The Avonmouth bottleneck

Between junctions 18 and 19, the motorway crosses the Avonmouth Bridge - a structure that has acquired the unenviable reputation of being the road's most reliable traffic jam. The carriageway narrows at each end of the bridge. The deck kinks in the middle. Heavy lorries lose momentum on the slope, and the long climb up the Gordano hills beyond converts the bridge approach into a slow-motion exercise in lane-change diplomacy. In the early 2000s, the bridge was widened to eight lanes. Soon after, the climbing sections between junctions 17 and 20 became seven-lane split-level carriageways, with four lanes uphill and three coming down. For a brief, head-spinning period during construction, this stretch held the title of Britain's longest contraflow - nine miles of cones and concrete barriers threaded across split-level hillsides.

Brent Knoll and the willow man

South of Weston-super-Mare, between junctions 21 and 22, the M5 passes a strange, solitary hill rising abruptly out of the Somerset Levels. This is Brent Knoll, an Iron Age hillfort that looks, from the motorway, like a green pudding upturned on a flat plate. Beyond it the road crosses the western edge of the Mendip Hills. South of junction 23, a figure called the Willow Man stands beside the carriageway - a giant woven sculpture by the artist Serena de la Hey. Once striding boldly across the field, the Willow Man has weathered the years badly: he has lost his head and his arms, and now keeps watch over the motorway like a friendly scarecrow that has had a rough century. Drivers raise children pointing at him.

Fog, fire, and four-vehicle pileups

The M5 has the unhappy distinction of being one of the most fog-prone motorways in the country.
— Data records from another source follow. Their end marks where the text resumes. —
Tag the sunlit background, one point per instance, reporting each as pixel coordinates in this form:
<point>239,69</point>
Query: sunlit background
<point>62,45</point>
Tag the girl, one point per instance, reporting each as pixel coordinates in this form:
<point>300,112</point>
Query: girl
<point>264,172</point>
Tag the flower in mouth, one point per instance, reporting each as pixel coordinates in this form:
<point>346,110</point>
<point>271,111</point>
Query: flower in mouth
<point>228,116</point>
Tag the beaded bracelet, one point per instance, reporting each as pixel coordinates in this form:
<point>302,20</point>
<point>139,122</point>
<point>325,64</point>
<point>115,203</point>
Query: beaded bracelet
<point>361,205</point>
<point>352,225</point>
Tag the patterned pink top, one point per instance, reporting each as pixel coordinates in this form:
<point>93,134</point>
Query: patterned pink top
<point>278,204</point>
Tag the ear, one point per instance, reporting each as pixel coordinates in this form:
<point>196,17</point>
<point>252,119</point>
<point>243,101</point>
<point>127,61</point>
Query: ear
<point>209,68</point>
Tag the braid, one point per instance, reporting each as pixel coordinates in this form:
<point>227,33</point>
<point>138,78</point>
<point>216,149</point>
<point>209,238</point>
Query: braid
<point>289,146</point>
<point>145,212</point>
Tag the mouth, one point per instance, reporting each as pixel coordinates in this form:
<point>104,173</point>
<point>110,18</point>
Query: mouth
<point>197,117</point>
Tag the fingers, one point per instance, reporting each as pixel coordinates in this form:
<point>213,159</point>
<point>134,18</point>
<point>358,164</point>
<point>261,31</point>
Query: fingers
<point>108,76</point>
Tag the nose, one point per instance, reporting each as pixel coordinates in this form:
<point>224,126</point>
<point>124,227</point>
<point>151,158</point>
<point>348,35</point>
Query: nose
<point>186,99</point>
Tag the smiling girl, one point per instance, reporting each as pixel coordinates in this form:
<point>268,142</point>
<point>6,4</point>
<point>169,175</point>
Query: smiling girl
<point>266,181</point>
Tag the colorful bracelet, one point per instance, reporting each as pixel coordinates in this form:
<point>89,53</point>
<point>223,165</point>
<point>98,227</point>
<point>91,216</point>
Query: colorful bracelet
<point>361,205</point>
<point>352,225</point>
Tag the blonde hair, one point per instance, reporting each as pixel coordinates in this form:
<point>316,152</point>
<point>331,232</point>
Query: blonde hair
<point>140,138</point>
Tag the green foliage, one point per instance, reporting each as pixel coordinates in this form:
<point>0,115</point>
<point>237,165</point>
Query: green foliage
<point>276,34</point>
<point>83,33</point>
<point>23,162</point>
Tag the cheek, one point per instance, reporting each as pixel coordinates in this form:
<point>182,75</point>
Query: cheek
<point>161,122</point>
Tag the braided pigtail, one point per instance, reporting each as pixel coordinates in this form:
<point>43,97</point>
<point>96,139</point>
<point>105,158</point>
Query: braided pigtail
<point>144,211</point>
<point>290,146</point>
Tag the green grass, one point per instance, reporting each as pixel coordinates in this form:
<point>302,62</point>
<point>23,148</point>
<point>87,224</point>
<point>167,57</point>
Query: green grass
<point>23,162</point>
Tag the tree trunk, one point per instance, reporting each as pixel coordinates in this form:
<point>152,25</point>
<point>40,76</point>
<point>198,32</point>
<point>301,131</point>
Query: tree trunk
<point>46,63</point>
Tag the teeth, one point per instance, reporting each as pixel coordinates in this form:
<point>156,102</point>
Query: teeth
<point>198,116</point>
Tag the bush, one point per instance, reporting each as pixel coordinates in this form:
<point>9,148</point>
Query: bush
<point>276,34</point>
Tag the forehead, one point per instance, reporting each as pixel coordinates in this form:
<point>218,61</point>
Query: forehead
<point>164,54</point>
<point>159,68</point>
The section between junctions 16 and 18 was lit in around 1973 as part of a national programme to illuminate the eighty-six miles of UK motorway most vulnerable to fog. The danger is real. On the evening of Friday 4 November 2011, in wet, foggy conditions near junction 25 at West Monkton, near Taunton, a chain-reaction collision involving over fifty vehicles claimed seven lives and injured fifty-one others. Fires broke out as fuel ignited. The road surface itself was destroyed by the heat. The crash happened near a firework display, and the inquest into what role smoke and pyrotechnics had played in the disaster preoccupied the country for years. One person was charged under health and safety laws and acquitted.

The traffic that made the road

By 1964, the M5 was planned to end at East Brent, the village beside Brent Knoll. The Somerset county surveyor argued in his annual report that the motorway should go further - past Exeter, into Devon. He won the argument. The road that resulted has become inseparable from the West Country's summer economy: the coaches to Torbay, the caravans to Cornwall, the families making the great migration from the Midlands towards the surf. Locals know to avoid it on Friday afternoons in school holidays. Drivers who must take it on those days have learned to bring snacks, water, and patience. The M5 is, in this sense, a national institution - the country's longest, slowest, most affectionately resented road to the sea.

From the Air

M5 motorway near Bristol at 51.4891 N, 2.6928 W. Best viewed from cruising altitude at 5,000-8,000 ft following the corridor between Birmingham and Exeter. Visual landmarks include the Almondsbury Interchange (M4/M5 stack), the Avonmouth Bridge crossing the Severn estuary, the isolated cone of Brent Knoll, and the Willow Man sculpture near junction 23. Nearest airports: Bristol (EGGD) just west of the route, Gloucestershire (EGBJ) to the north, Exeter (EGTE) at the southern terminus.